Pero Michael me gustaba mucho, tanto que estaba dispuesta a hacer el intento. Me propuse aprender a mover los pies lo suficientemente bien antes de salir a bailar con él.

Comprendí que necesitaba ayuda, así que llamé a mi amiga Jacki, la mejor bailarina entre todos mis conocidos. Ella pensó que podría aprender a disfrutar el baile si bailaba a menudo con alguien con quien me sintiera realmente a gusto. Como me siento plenamente relajada con mi hijo y mi hija, aun en las situaciones más incómodas, improvisé una fiesta y los tres recorrimos la casa bailando y saltando. No me cohibí en lo más mínimo.

Ya un poco más confiada, decidí acudir a MacKenzie Mushel, quien en 2014 fue designada Mejor Maestra de Baile de Estados Unidos por la organización SHAPE. “Mucha gente cree que bailar en público es un riesgo enorme”, me dijo. “Lo más difícil es vencer la ansiedad del ‘¿Cómo me veo cuando bailo?’ Si encuentras un par de pasos con los que te sientas a gusto, ése puede ser tu cimiento”.

Mis hijos y yo empezamos a bailar con regularidad, y entonces comencé a relajarme. La práctica me ayudó a dejarme llevar por la música sin que pensara en mi técnica. En unas semanas me sentí lista para bailar en público, pero debido a mi historial de timidez, contacté a un experto.

Bernardo Carducci, director del Instituto de Investigación de la Timidez de la Universidad del Sureste de Indiana, me dijo que pensara positivamente y me olvidara de que la gente pudiera criticar mi forma de bailar. “Las personas inhibidas se enfocan en sus rasgos negativos”, señaló. “Tú eliges recordar un comentario negativo que recibiste en vez de las 50 cosas que hiciste bien. “Lo cierto es que a nadie le importa cómo bailas; a quien debe importarle es a ti”. También me aconsejó que bailara estando sobria, porque quienes beben para vencer la timidez atribuyen su éxito al alcohol, y no a su afán por aprender.

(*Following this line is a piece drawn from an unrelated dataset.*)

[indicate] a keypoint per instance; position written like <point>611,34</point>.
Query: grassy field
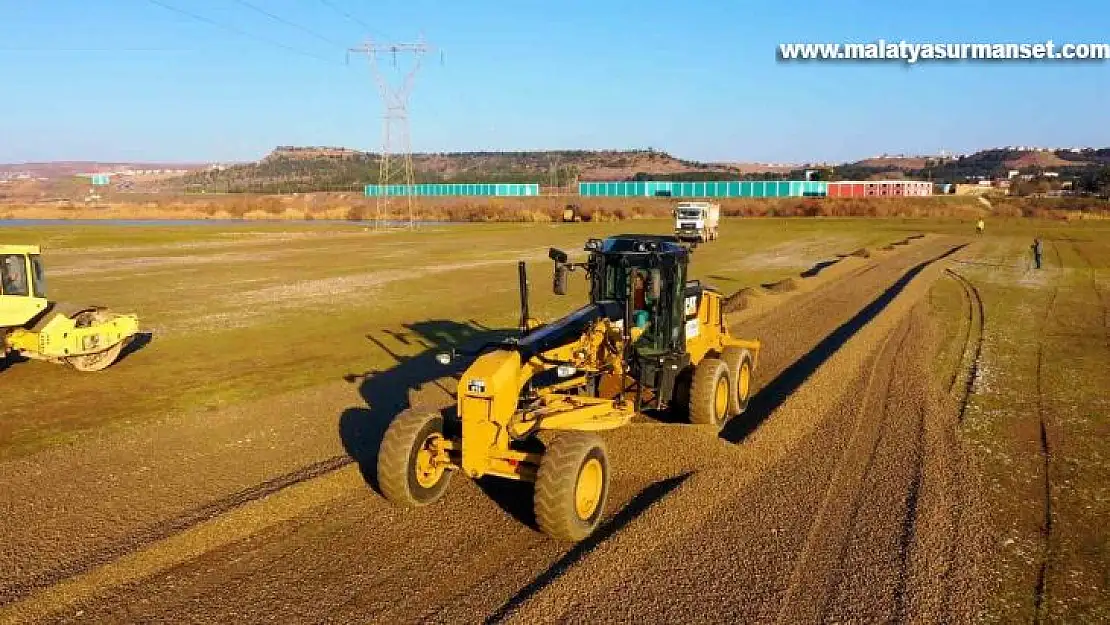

Esa semana invité a mi amiga Paula, una gran bailarina de salsa, a nuestro club local. Tomé agua mineral hasta que empezó a sonar un tema que me gustaba, y nos dirigimos a la pista. Estaban sólo unas 10 personas bailando, así que no había ninguna multitud para camuflarme. Con todo, bailé como había ensayado en casa. ¡Fue una sensación increíble! Hasta levanté las manos mientras bailaba, lo que jamás había hecho en público.

—¡No bailas nada mal! —me gritó Paula entre el fragor de la música.

No podía sentirme más feliz.

Poco tiempo después, Michael y yo pasamos caminando frente a un bar y le sugerí que entráramos. No le dije que había querido visitar ese lugar durante años, pero que nunca me había animado por el miedo que me daba la pista de baile.

Dentro del bar la música resonaba, y las parejas llenaban la pista de baile. Nos sentamos y empezamos a charlar. Una hora después, seguíamos sentados, así que tomé a Michael de la mano y lo conduje hasta el gentío que daba vueltas, a pesar de que una voz en mi cabeza me decía: “Esta música no es la adecuada. ¿Cómo vas a bailar con una banda en vivo?”

Fue entonces cuando me di cuenta de que no me iba a importar lo que pasara esa noche. Mi verdadero baile

de la victoria, por llamarlo así, había tenido lugar cuando salí con Paula. No necesitaba demostrarle a Michael que era lo bastante valiente para moverme en una pista de baile; necesitaba demostrármelo a mí misma, y ya lo había hecho. Si había podido bailar en un sitio lleno de desconocidos, sin duda podría hacerlo otra vez con el hombre que me amaba.

La banda tocaba, y yo me balanceaba y bailaba lentamente con Michael, que no tenía idea de todo lo que había hecho para llegar a ese momento. Era en verdad muy estimulante estar moviéndome sin tener que disculparme ni sentirme incómoda. Me sentía libre.

Luego me di cuenta de que no recordaba cómo se veía Michael mientras bailábamos, y eso me hizo reír. Carducci tenía razón: había estado tan obsesionada conmigo misma, que ni siquiera había prestado atención a mi amado. Creo que tendré que invitarlo a bailar otra vez, y pronto.